San Lorenzo es el dueño de una gran parte de mis alegrías, y también de mis tristezas. Porque quien solo entiende el amor en las buenas, no entiende nada. Y quien no ha llorado por el fútbol se ha perdido una hoja de la biblia existencial que nos marca el camino de la plaza, el patio, la baldosa y los dos buzos sin travesaño.

San Lorenzo es el Ciclón de Boedo, los Carasucias, los Matadores, el Terceto de Oro, los Camboyanos. Es una cabeza pegada a una portátil clandestina cuando Papá pensaba que estábamos durmiendo. Es una rateada de la facultad para ir a la cancha de Ferro con los libros, y es la tarde destemplada en que festejan otros, porque el fútbol es así y mis amigos también pueden celebrar por sus colores. Es un viaje solitario a Córdoba o La Plata. Es la toalla, el calzoncillo, los gorros desflecados, la taza y el babero, los muñecos y las medias que me trajeron los Reyes Magos y conservo. Es la corbata azul y grana en el casorio, y el muñequito de torta de Tío Carlos, y la suelta de globos azules y rojos desde el balcón. Es apurar los ravioles para tomarme el 150 o el 59 o el 102. Es mi mamá aceptando mi silencio de plomo y mi falta de apetito a la vuelta de una derrota, y es ella de nuevo riendo con mi cántico feliz de cuervo triunfante. Es un chori con el Piti en Luna y Los Patos, y es un bondi con el Coco a la cancha de Español. Es Fernandito, es el Pibe, es mi primo Paco, es Pedrito que quiso venir justo este año, y sus hermanitas que bailan conmigo, y los sobrinos y los ahijados, que sienten y entienden cómo es esto. Es Marcos que viene feliz a decirme que ya no es del otro equipo, que quiere ser del Ciclón. Es Paula, que supo con quién estaba el día que la llevé a la cancha.
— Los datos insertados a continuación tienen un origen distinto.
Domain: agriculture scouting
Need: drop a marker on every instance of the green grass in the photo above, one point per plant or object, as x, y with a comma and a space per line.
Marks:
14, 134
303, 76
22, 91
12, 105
San Lorenzo es gritar bajo la lluvia en la popular, con el gorrito en visera todo roto, y es un policía diciéndome: "Estás flaco, Julio" en la puerta de Huracán. Es una maldición al aire en el Gayinero, y una música repetida en la Bombonera. Es colgarse del alambrado ante los tablones de Ferro o rodar por los escalones gritando un gol en la popular de Independiente. Es envolverme en la bandera que un desubicado quería quemar en el casamiento de mi hermano, y es la espera callejera para irrumpir en el segundo tiempo. Es la noche oscura de corridas en la Boca, cuando dudé de si seguir yendo a la cancha, y la tarde azul y roja en el Gigante de Arroyito. Es dormir envuelto en una bandera, con la cara sonriente y paz en el corazón. Es gritar un gol en el último minuto corriendo por una vereda de Palermo o Villa Urquiza, y es agarrarse sarampión en un abrazo de gol con un hincha sin nombre.

Felices 100 años, Ciclón, y gracias por darle tus colores a mi vida.